Tuesday, January 1, 2013

Review: The Fault in Our Stars by John Green

Title: The Fault in Our Stars 
Author: John Green 
Release Date: January 10, 2012
Source: Bought

My Rating: fullfullfullfullfull
Diagnosed with Stage IV thyroid cancer at 13, Hazel was prepared to die until, at 14, a medical miracle shrunk the tumours in her lungs... for now.

Two years post-miracle, sixteen-year-old Hazel is post-everything else, too; post-high school, post-friends and post-normalcy. And even though she could live for a long time (whatever that means), Hazel lives tethered to an oxygen tank, the tumours tenuously kept at bay with a constant chemical assault.

Enter Augustus Waters. A match made at cancer kid support group, Augustus is gorgeous, in remission, and shockingly to her, interested in Hazel. Being with Augustus is both an unexpected destination and a long-needed journey, pushing Hazel to re-examine how sickness and health, life and death, will define her and the legacy that everyone leaves behind. (taken from goodreads.com)
There are books that I love. If asked, I could rattle off a pretty decent list. Then there are the books I'm in love with. I could count those on one hand. I am in love with The Fault in Our Stars. Head over heels in love. This book stole my heart and captured my mind. It also broke my heart. It is, by far, one of the most phenomenal books I have ever read. 

I was blown away by John Green. I've never read any of his other books, but now it is glaringly obvious that I've made a huge mistake by overlooking them. He is utterly brilliant. While I was devouring The Fault in Our Stars, I took out a package of sticky tabs and began to bookmark every quote that made me laugh, brought tears to my eyes, or struck me as profound. In the end, I ran out of sticky tabs. His words are beautiful

Hazel now ranks among my top fictional heroines. She's incredibly strong and intelligent. Her wit won my affections, her illness my pity, and her personality my heart. In a way, I felt that I was Hazel as I read the story. Augustus is equally deep. He felt as realistic and honest as any person I've ever known in real life. He is far from perfect, but in a way, that makes him perfect. He is real, not some ridiculous sparkly vampire or brooding bad boy. Augustus Waters is, as far as I'm concerned, a real person. Hazel is real. They live in the minds of readers far after they've fallen in love with this story. 

This is a cancer book, but it's unlike others I've read. It does not romanticize the illness. It reveals it for the painful, horrifying experience that it is. While it may be categorized as a cancer book, there is so much more to the story. It is a tale of self-discovery, acceptance, love, and the beauty of life. It makes you step back and appreciate all that you have. 

I can remember crying while reading two books before. Sure, I've teared up plenty of times, but I have never legitimately bawled at a book like I did while reading The Fault in Our Stars. This book affected me like I never could have imagined. I was inconsolable for a good hour, and then I went back to reread all of my favorite parts.

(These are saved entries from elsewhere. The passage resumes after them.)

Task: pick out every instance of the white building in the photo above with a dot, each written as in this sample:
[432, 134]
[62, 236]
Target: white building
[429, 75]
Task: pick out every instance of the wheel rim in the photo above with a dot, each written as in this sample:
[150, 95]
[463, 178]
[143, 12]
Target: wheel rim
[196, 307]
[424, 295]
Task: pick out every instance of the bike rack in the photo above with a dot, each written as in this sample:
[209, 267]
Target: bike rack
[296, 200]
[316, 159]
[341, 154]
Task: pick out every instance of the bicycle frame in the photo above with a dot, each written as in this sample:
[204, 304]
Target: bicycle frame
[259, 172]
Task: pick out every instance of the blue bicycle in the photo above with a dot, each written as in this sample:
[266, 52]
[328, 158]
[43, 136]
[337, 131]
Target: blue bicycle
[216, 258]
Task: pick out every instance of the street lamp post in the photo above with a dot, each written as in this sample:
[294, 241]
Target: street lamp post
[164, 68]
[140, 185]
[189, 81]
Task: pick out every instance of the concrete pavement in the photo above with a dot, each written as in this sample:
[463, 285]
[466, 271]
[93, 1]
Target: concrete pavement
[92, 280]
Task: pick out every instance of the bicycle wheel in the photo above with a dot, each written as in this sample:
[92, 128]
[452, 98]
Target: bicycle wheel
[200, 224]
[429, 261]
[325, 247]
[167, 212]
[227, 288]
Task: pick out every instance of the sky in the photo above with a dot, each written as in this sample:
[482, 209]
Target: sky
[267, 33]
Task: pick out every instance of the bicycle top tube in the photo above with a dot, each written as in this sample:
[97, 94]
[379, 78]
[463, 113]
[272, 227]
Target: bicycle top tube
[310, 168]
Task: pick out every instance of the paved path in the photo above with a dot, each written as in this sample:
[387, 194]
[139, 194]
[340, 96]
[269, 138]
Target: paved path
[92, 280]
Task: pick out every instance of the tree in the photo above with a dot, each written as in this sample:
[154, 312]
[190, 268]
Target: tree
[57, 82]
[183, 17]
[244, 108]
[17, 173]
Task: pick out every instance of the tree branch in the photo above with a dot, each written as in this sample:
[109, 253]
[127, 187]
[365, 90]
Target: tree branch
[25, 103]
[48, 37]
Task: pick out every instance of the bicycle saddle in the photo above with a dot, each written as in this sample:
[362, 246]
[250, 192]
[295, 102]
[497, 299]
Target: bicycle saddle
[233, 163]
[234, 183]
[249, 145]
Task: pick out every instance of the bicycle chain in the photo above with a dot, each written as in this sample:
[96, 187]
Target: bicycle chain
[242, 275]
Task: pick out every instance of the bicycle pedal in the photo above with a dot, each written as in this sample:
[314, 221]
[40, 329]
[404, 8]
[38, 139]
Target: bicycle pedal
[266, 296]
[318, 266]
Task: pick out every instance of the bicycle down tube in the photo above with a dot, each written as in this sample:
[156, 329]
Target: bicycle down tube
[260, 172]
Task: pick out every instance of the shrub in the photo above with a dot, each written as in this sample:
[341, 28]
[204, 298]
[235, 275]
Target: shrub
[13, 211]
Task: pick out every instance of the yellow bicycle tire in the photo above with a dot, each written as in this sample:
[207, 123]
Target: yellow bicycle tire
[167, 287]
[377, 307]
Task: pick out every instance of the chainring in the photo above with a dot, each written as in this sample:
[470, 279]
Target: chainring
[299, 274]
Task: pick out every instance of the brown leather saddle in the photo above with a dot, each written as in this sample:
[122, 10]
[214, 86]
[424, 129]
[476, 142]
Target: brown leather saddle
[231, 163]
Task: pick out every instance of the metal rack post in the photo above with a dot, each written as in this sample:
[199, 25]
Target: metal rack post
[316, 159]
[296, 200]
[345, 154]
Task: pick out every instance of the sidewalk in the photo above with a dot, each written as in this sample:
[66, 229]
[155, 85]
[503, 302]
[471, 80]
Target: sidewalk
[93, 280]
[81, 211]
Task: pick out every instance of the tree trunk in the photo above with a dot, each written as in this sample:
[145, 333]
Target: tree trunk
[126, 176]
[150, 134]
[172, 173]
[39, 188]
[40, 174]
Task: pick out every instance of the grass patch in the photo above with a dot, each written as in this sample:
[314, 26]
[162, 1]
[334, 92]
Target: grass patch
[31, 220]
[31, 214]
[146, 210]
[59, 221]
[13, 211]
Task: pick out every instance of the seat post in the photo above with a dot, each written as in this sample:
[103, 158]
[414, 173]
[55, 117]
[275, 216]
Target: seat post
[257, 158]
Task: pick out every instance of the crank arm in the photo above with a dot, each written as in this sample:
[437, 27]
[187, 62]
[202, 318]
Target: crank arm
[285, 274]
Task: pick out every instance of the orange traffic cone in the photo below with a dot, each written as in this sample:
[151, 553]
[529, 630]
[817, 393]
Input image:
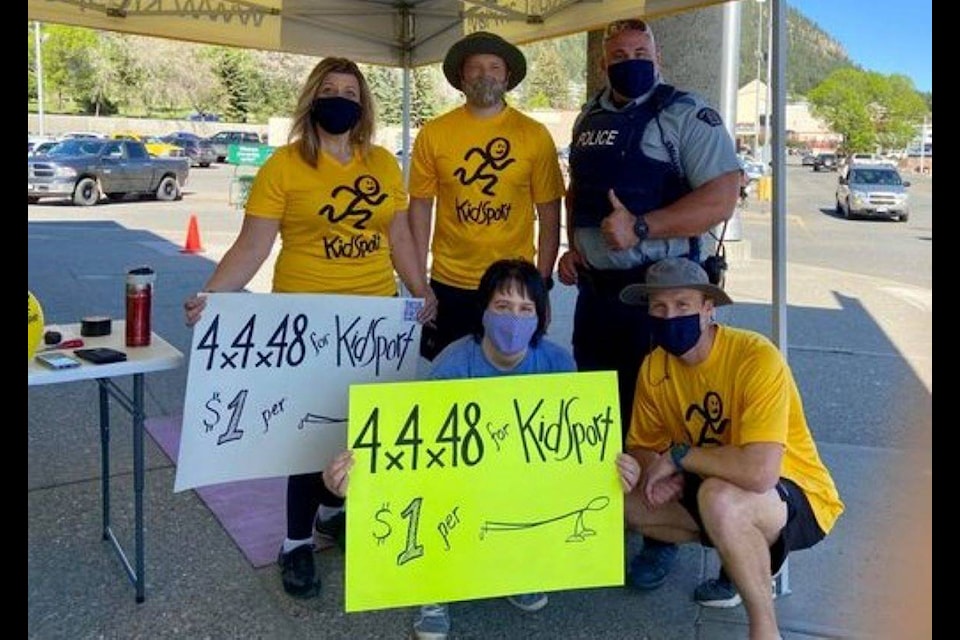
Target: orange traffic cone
[193, 237]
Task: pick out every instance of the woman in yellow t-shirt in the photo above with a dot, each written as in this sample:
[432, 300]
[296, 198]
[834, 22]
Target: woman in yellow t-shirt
[339, 204]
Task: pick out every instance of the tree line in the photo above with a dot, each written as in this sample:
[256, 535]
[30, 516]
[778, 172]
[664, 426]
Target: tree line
[94, 72]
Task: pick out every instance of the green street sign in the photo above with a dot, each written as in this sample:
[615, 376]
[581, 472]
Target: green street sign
[250, 155]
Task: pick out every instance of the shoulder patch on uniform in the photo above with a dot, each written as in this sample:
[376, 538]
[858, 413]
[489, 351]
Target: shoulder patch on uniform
[709, 116]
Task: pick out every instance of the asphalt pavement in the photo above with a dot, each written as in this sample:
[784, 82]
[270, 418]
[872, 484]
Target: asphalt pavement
[861, 351]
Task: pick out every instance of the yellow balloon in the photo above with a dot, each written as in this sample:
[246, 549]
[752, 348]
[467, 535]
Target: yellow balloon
[34, 324]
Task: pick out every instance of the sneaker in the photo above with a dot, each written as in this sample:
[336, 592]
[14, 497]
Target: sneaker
[717, 592]
[721, 593]
[529, 601]
[299, 575]
[649, 568]
[332, 531]
[432, 623]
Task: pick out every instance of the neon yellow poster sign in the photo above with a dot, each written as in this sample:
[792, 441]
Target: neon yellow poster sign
[465, 489]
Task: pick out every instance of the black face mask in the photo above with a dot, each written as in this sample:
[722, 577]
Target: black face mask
[335, 115]
[632, 78]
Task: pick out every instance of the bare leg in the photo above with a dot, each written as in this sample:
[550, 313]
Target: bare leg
[742, 526]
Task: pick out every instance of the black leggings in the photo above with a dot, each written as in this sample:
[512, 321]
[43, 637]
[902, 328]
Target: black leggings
[611, 335]
[305, 493]
[458, 311]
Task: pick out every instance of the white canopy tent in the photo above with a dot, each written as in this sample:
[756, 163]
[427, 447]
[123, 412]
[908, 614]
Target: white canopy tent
[407, 34]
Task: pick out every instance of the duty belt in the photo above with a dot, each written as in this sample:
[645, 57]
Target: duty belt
[609, 283]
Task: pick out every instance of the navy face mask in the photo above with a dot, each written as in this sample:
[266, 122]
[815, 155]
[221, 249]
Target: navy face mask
[676, 335]
[632, 78]
[334, 114]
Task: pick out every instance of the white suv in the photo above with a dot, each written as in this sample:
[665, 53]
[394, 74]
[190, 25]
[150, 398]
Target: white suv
[873, 191]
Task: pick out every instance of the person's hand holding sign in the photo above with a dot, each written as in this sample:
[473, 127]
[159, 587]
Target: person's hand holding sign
[336, 476]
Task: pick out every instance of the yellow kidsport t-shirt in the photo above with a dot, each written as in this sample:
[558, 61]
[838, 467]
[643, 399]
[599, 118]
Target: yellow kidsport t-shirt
[334, 220]
[487, 175]
[743, 392]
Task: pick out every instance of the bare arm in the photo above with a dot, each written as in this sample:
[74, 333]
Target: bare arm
[239, 264]
[548, 242]
[421, 219]
[403, 253]
[753, 467]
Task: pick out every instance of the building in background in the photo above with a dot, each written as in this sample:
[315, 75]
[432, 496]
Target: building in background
[801, 126]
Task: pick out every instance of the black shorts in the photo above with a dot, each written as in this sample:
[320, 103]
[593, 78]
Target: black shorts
[800, 532]
[458, 314]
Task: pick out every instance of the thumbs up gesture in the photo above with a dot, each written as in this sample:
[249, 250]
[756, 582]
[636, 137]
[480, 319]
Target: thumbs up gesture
[617, 227]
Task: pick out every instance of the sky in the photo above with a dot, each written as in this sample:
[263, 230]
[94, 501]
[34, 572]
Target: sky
[886, 36]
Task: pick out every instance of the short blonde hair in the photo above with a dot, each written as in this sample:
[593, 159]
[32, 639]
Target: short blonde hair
[631, 24]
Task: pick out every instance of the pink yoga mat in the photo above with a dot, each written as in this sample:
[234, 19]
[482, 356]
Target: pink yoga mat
[253, 512]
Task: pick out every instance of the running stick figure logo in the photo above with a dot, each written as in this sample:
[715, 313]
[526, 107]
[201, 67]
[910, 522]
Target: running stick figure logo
[494, 156]
[714, 424]
[365, 191]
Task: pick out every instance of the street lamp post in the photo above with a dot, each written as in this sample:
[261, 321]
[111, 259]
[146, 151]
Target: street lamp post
[923, 142]
[39, 57]
[756, 93]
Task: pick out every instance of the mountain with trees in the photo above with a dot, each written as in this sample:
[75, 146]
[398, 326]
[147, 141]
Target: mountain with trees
[109, 73]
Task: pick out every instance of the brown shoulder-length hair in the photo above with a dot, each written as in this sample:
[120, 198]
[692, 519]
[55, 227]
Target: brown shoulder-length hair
[302, 131]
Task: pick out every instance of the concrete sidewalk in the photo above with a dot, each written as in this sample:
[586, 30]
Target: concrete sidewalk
[861, 351]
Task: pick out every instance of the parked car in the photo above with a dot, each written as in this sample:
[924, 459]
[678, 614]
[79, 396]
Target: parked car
[85, 170]
[155, 146]
[203, 117]
[754, 169]
[222, 140]
[83, 135]
[198, 149]
[873, 191]
[40, 148]
[825, 162]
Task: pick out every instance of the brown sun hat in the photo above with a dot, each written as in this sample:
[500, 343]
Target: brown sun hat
[484, 42]
[674, 273]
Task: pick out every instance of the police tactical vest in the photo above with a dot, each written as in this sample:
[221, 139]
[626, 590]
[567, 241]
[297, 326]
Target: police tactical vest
[606, 151]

Even after that I stayed up late contemplating the brilliance of the novel. To be fair, this book is also hilariously witty and intelligent. It is not all sadness. There is a great deal of happiness between these 313 pages. 

As John Green said, “Sometimes, you read a book and it fills you with this weird evangelical zeal, and you become convinced that the shattered world will never be put back together unless and until all living humans read the book.” This raving, fan-girly review is my zeal. If you read one more book while living, make it this one. The Fault in Our Stars is perfect. 

“Some people don't understand the promises they're making when they make them," I said.

"Right, of course. But you keep the promise anyway. That's what love is. Love is keeping the promise anyway.”